Exhibition of Oil Paintings and Drawings by the artist José María Díez at the Casa de Las Tejerinas
The inauguration of the exhibition will take place next Thursday, August 3, at 6:00 p.m., and can be visited until August 16.
The Estepona City Council informs that Room 2 of the Casa de Las Tejerinas, located in the Plaza de las Flores, will host from next Thursday, August 3, at 18:00 hours, an exhibition of oil paintings and drawings by the Extremadura artist José María Díez.

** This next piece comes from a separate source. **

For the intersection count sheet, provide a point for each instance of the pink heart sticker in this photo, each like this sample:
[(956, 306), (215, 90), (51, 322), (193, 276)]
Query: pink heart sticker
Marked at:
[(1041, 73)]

In this exhibition a total of sixteen oil paintings and two graphite drawings are shown. In them, the rural world and nature (also embodied in the still life) take center stage, but without forgetting some urban scenes of places where the author has lived. His passion for interpreting light brings us scenes from his native Extremadura, from Norway, from the mountains of Cadiz and Malaga and even from his own inventiveness, in a very personal vision of classical landscape painting.
The exhibition can be visited until August 16 from Tuesday to Friday, from 09:00 to 20:00 hours, and Saturdays from 09:00 to 14:00 and from 16:00 to 20:00 hours, with free access.
José María Díez (Almedralejo, Badajoz, 1966) is a Spanish artist who lives and works in Cadiz. Since childhood he has been attracted by the arts. He graduated as an interior designer at the School of Applied Arts in Mérida, and dedicated himself professionally to this activity until 2011. During this period, his projects often include large-format murals, and he combines design with painting.
Although with parentheses dominated by informalism and arte povera, since his beginnings in art he has been interested in the landscape, both rural and urban. His natural surroundings, as well as the architecture that attracts him so much, play a predominant role. In them, the detail, very poetically interpreted with a sure, clean and agile brushstroke, is only an anecdote in the painting, where the light and the taste for the transited space prevails.
In 2012 he moved to Cadiz. Since then he has dedicated himself exclusively to art. Parallel to his oil production, he decides to delve into realism, expressing light and space in a different way. To do this, he forgets color and investigates the technique of graphite powder interpreted in the black way, developing a plastic language endowed with a poetry both schematic and full of nuances.
His work has been hung, among other places, in Madrid, Seville, Badajoz, London, Lisbon, Palma de Mallorca, Algeciras and Cadiz.